If your gateway translates between API formats (for example, Anthropic to OpenAI chat completions), note that `web_search_20250305` is an Anthropic server tool with no chat-completions equivalent. The translation layer needs to handle it explicitly: run the search when the model requests it and emit `server_tool_use` and `web_search_tool_result` blocks in the response. Reach out to your account team for a reference implementation.
#### Remote search MCP
Connect a search MCP server as a remote `managedMcpServers` entry: either one you host, or AWS Bedrock AgentCore Gateway with the Web Search target enabled (configure AgentCore for JWT authentication through your identity provider). Whether this stays inside your boundary depends on where the server is hosted; AgentCore is available in commercial AWS regions.
#### Data handling
Search queries go to whichever backend you configure. In every option, the query is also visible to your inference provider as part of the conversation, because the model emits the search call. Anthropic does not receive search queries in any third-party configuration. For audit, the desktop app emits search events to your OTLP collector regardless of which option you choose; add `toolDetails` to [`otlpContentCapture`](/third-party/claude-desktop/telemetry#content-capture) to capture the query text. To keep queries entirely inside your network, use `provider: "custom"` (or a self-hosted MCP) pointed at a search index that itself runs inside your boundary.
If you previously routed inference through a LiteLLM proxy to add search, the built-in `websearch` server with `provider: "custom"` is an alternative that removes the proxy from the search path; gateway-side interception remains a valid choice if you prefer the search key to stay server-side.
## Web Fetch
Web Fetch runs in the Claude Desktop main process on the user's device. The model supplies only the target URL; it cannot set headers, a request body, or credentials. Every fetch, including redirect targets, is checked against `coworkEgressAllowedHosts` before the request is sent.
By default, the sandbox can reach only your inference provider's endpoint, so Web Fetch will fail for any other host unless you've allowed it. To permit fetches:
| Goal | Set `coworkEgressAllowedHosts` to |
| -------------------------------------- | --------------------------------------------------- |
| Allow specific domains | `["docs.example.com", "*.example.corp"]` |
| Allow all hosts (no sandbox filtering) | `["*"]` |
| Block all fetches | `[]` and add `"WebFetch"` to `disabledBuiltinTools` |
Wildcards match one or more leading subdomain labels (`*.example.com` matches `a.example.com` and `a.b.example.com`, but not `example.com`).

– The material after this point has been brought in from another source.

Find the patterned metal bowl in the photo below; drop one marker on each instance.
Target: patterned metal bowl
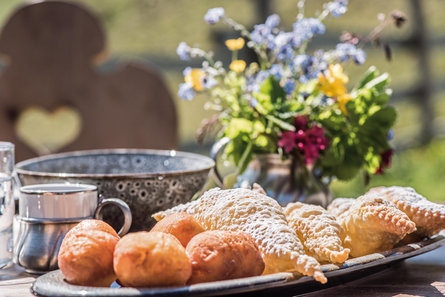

`coworkEgressAllowedHosts` controls what the agent's tools can reach. Your perimeter firewall is a separate, outer layer, so a host allowed by this key still won't be reachable if your corporate network blocks it. See [Telemetry and egress](/third-party/claude-desktop/telemetry#required-egress-paths) for the distinction.
The same allowlist governs other in-sandbox network activity (for example, `curl` or `pip install` from the agent's shell), not just the Web Fetch tool.
## Disabling web tools
To remove web tools entirely, add them to `disabledBuiltinTools`:
```json theme={null}
["WebSearch", "WebFetch"]
```
With both disabled and `coworkEgressAllowedHosts` empty, the agent has no path to the public internet from inside the sandbox. It can still read and write local files, run code against them, and call any MCP servers you've provisioned. See the [Locked down profile](/third-party/claude-desktop/configuration#recommended-security-profiles).